A: Cranial bone flaps, despite using rigid fixation, can heal inconsistently or undergo some resorption leaving an outer contour depression. There are multiple ways to do a cosmetic or reconstructive cranioplasty with a variety of materials, bone being one of the options. If the defect is small enough, one could use natural bone, in other words cranial bone grafts. While natural bone has understandable appeal, it is actually not the best way to do most cranioplasties. Besides having to harvest the bone (and creating another bone defect), bone grafts are notoriously unreliable and predisposed to incomplete or total bone resorption particularly when used as an onlay. The more reliable way to perform most cranioplasties is to use hydroxyapatite cements. They are structurally stable, do not resorb and can be shaped perfectly to any defect whether it is an inlay, onlay or a combined cranial defect. They are also composed of hydroxyapatite, a calcium phosphate mineral, which is highly biocompatible with natural bone. While bone will never truly grow into it and replace it, bone will bond directly to it. The type of forehead defect that you have would do well with a hydroxyapatite cement cranioplasty.
Dr. Barry Eppley
Q: Dr. Eppley, I noticed that you also do reconstruction using bone cements.I had sagittal split osteotomy a couple years back which left my face unbalanced and my mandibular angles too small. I’d like to restore balance to my face without the bottom face turning too square. I’m not keen on using plastic implants. So, does hydroxyapatite make a good material for restoring facial contours for the mandible?
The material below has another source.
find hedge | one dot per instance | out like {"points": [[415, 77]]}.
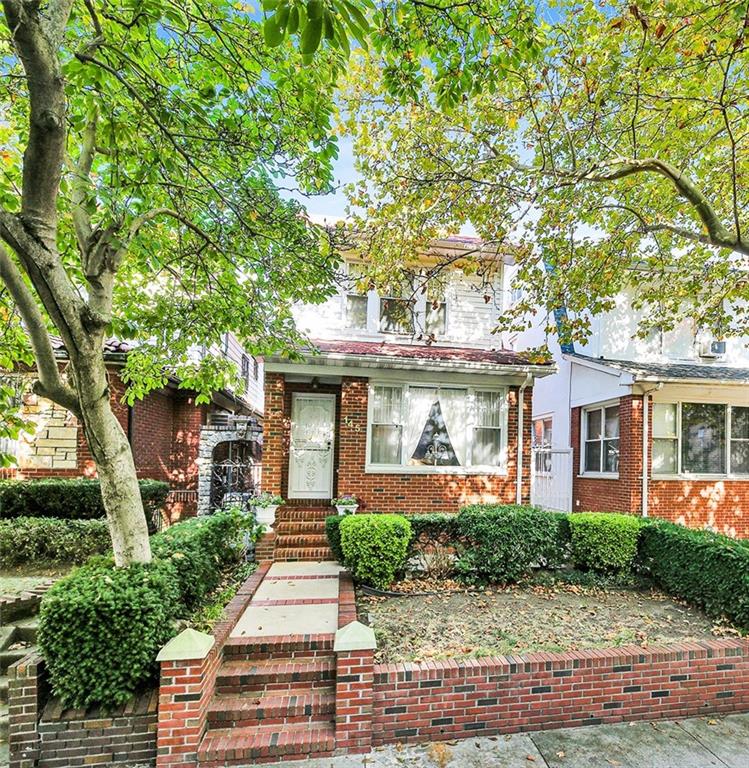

Unlike bone grafting, it doesn’t resorb, and is comparatively easy to mold.. or so I have read.
A: Of the many materials available for facial bone augmentation, hydroxyapatite has a long history dating back over twenty-five years as a granular bone onlay material. This is a syringe method where the granules are introduced through an open intraoral approach with limited dissection. They do not resorb and are relatively easy to place. Confining them to the desired location was always an issue but it can be an effective method. Hydroxyapatite today is better known as a bone cement and has been widely used for cranial reconstructions in infants as well as adults. It needs to be mixed and applied in an open method as the setting of the material is very technique sensitive. It is not use very often as a facial augmentation material as it works best when used in an inlay bone defect that has borders. would not use bone or hydroxyapatite cement as this material composition is too difficult and unpredictable to place outside of an open cranioplasty where its setting/curing is more assured.
Hydroxyapatite granules, and a very similar material known as HTR granules, can be used for a small amount or moderate amount of mandibular angle augmentation.